11月に入り・・A様のADLの低下が顕著になりました。ベッド上での失禁、転倒が続いたのです。リハパンはオムツになり、杖は車椅子になりました。食事は普通食から”刻み食”へと変わりました。
この口語自由詩の出来事は、丁度その頃のことです。
それから3ヵ月と少し。A様はほとんど寝たきりになり、食事は既にミキサー食になっていたのですが、それすら食べれなくなりました。そしてA様が口に入れるものは介護用栄養ドリンクと飲み物だけとなりました。それも用意された量を全部飲まれれたわけではありませんでした。
A様は、しばらくその状態が続きました。それでもお元気な時は、ホームの庭を車椅子で散歩していました。もう最後になるかもしれない・・という情報はスタッフ皆で共有されていたので、皆で代わる代わる介助をおこない、一緒に外気に触れたり、写真を撮ったりしていました。
A様が亡くなられる3週間位前、点滴がおこなわれました。最初は主治医の判断です。でも、ご家族様は言いました「自然に逝かせてやってください」と。点滴は二日間二回で終わり。その後は、老死へ向かっての介護が続きました。

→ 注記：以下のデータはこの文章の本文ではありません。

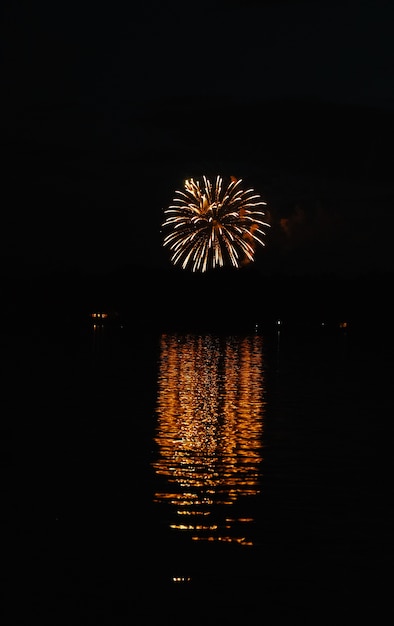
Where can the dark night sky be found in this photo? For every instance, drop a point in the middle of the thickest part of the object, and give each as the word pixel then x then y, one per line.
pixel 107 108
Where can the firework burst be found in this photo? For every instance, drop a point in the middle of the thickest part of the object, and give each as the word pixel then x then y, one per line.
pixel 212 225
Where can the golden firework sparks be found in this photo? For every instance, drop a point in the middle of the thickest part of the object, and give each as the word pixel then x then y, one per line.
pixel 212 225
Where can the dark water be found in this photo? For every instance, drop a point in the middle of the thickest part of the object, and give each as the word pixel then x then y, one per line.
pixel 185 478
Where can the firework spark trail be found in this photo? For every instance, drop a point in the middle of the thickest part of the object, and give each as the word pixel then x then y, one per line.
pixel 211 226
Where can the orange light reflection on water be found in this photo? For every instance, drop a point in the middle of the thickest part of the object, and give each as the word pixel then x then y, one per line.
pixel 209 434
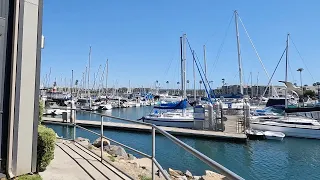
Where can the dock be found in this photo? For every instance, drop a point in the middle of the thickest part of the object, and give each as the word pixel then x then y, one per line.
pixel 227 136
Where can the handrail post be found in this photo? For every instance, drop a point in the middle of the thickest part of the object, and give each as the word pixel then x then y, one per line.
pixel 74 126
pixel 101 140
pixel 153 151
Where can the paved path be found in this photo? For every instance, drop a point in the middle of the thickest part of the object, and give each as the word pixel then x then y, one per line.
pixel 73 162
pixel 232 135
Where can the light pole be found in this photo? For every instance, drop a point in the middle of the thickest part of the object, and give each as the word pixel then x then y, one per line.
pixel 223 83
pixel 200 82
pixel 300 71
pixel 188 84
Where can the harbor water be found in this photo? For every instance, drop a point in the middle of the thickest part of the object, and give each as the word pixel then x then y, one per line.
pixel 293 158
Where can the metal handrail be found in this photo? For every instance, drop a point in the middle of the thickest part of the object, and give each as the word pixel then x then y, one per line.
pixel 213 164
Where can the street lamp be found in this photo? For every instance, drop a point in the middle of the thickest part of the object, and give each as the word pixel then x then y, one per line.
pixel 300 71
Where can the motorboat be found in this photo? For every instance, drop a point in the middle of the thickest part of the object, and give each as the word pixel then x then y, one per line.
pixel 272 135
pixel 105 106
pixel 255 134
pixel 290 125
pixel 174 114
pixel 52 108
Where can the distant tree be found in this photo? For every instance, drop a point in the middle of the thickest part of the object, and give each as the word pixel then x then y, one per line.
pixel 309 93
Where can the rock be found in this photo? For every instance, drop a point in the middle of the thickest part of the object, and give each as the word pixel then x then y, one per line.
pixel 136 165
pixel 83 141
pixel 188 174
pixel 210 175
pixel 175 173
pixel 181 178
pixel 131 157
pixel 97 142
pixel 116 150
pixel 196 177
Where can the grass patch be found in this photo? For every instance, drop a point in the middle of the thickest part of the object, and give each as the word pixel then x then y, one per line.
pixel 113 159
pixel 144 177
pixel 29 177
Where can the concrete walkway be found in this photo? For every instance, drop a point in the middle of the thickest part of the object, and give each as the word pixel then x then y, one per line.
pixel 73 162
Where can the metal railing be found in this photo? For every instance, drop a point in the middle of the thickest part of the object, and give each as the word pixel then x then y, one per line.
pixel 213 164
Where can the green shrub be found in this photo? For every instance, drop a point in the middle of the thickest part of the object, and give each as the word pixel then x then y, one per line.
pixel 113 159
pixel 41 110
pixel 29 177
pixel 46 144
pixel 144 177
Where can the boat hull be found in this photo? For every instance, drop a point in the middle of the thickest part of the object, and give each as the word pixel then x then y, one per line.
pixel 292 131
pixel 181 123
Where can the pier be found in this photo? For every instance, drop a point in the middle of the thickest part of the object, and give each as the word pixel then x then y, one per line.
pixel 229 135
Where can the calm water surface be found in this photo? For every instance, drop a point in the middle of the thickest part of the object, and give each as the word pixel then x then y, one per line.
pixel 292 158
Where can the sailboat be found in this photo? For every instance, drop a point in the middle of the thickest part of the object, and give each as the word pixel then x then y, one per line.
pixel 290 125
pixel 174 114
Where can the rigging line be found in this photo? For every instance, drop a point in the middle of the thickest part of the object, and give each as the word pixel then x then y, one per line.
pixel 199 64
pixel 210 89
pixel 221 45
pixel 291 72
pixel 209 96
pixel 168 68
pixel 264 68
pixel 204 84
pixel 215 32
pixel 272 75
pixel 301 58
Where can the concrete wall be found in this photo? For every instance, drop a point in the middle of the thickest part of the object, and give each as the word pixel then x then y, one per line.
pixel 24 97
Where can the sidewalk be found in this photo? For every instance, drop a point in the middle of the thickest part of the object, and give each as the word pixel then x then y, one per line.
pixel 72 162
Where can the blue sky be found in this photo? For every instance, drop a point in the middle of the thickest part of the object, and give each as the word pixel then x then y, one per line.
pixel 141 39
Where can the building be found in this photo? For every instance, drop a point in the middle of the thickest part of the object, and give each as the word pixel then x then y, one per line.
pixel 20 56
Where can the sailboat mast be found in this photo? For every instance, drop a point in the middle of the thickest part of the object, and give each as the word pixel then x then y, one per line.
pixel 183 69
pixel 194 78
pixel 107 68
pixel 286 73
pixel 239 52
pixel 89 77
pixel 251 85
pixel 205 61
pixel 257 85
pixel 183 66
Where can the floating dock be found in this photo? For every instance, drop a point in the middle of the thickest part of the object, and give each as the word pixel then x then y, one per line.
pixel 236 137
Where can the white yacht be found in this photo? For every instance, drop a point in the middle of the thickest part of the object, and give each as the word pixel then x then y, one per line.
pixel 294 126
pixel 173 119
pixel 174 112
pixel 105 106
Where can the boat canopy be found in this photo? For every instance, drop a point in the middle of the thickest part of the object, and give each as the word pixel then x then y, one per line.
pixel 174 105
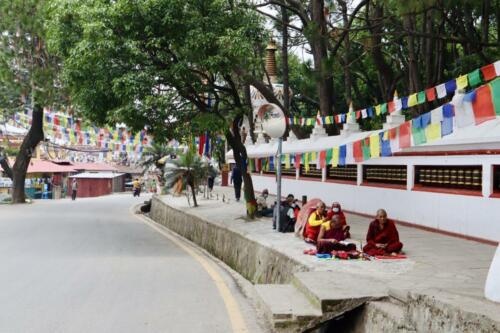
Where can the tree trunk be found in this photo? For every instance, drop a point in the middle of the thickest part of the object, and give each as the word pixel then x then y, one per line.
pixel 485 20
pixel 31 140
pixel 248 102
pixel 240 156
pixel 374 16
pixel 414 79
pixel 347 50
pixel 284 60
pixel 318 40
pixel 193 191
pixel 4 163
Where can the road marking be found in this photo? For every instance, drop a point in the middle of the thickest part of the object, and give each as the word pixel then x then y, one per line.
pixel 232 306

点滴をしたからといって、ずっと生きられるわけではありません。老死へ向かうと身体は点滴さへも受け付けなくなります。点滴を受け付けなくなった身体に点滴をすると身体は徒に浮腫みます。ご家族様の中には、点滴が万能のように思っていらっしゃる方がいらっしゃいますが、それは誤解です。浮腫めばご本人様が苦しむだけです。看取りに向かう時期の点滴は、家族として”一応は努力しました”というような、云わば「印」のようなものです。「印」ですから2~3回やって止めた方が賢明だと思います。
A様は歌が好きだったので、部屋にはCDプレーヤーが持ち込まれ、24時間何かしらの歌が流れていました。いわゆる”懐かしのメロディー”という類のものです。
A様が無くなられる5日前、私は、眠っているように目を閉じてベッドに仰臥されているA様の顔を覗き込み、A様の手を握り、そして今までの思い出について話しかけました。「いろいろなことを教えてくださり、ありがとうございました」と。すると、A様の目尻から一筋の涙が流れました。・・ああ、わかってくれているんだ。そう思うと、私も身体が熱くなりました。
顕著な死前喘鳴があると、すぐにご家族様が呼ばれるのですが、A様の場合にはそれがありませんでした。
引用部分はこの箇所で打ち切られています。